People who stay at home to look after a sick or disabled family member may soon be paid for their work.
The Government's Office for Disability Issues expects to give Cabinet ministers options for paying caregivers in the next few months, as a basis for consulting disability groups.
Australia has paid family caregivers what is now a weekly rate of up to A$238.15 ($254.10) since 1997. Carers Australia president Louise Gilmore told the first "carers' summit" in Wellington on Friday that 80,000 families now receive the payment.
Carers New Zealand executive officer Laurie Hilsgen said family caregivers on this side of the Tasman would like the same recognition.
"People are giving up employment opportunities to care. How do you recognise that?" she asked.
"Carers say it might cost $1000 a week to hire someone to do it. We are doing it for nothing. That's not fair."
New Zealand's population is only one-fifth of Australia's so about 16,000 families might qualify for a payment here based on the same income-tested and means-tested criteria. At $254.10 a week, that would cost $211 million a year.
A paper presented at the summit by the Office for Disability Issues said the Government was committed to encouraging "debate around responsibility for caring, payment for caring and how to further recognise and value the caring role".
It said a Government objective was to "ensure that family caregivers of disabled people are protected from economic hardship and insecurity arising from their caregiving role".

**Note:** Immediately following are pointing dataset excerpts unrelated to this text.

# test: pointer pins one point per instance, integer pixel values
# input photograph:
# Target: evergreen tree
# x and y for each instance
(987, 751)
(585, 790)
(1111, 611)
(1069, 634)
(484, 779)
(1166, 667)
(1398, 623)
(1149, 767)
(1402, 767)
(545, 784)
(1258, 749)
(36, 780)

But the office says on its website that a family carer's payment would raise difficult ethical issues, such as monitoring the care quality and the impact on family relationships if one member becomes a "service provider" and another the "client".
The policy review follows a 2001 decision of the Human Rights Commission's Complaints Review Tribunal that the IHC breached human rights law by disallowing an application by the parents of an intellectually retarded son to become paid caregivers.
Despite this ruling, parents told the conference that they cannot be employed by home care companies to care for their own family members.
The chairman of a working party setting up a New Zealand Carers Alliance, John Forman, said there was a major disparity between payments available to the families of accident victims through ACC and the lack of provisions for families of people with long-term illness or congenital disabilities.
Counselling, equipment and housing modifications were all available for accident victims but not for other disabled people.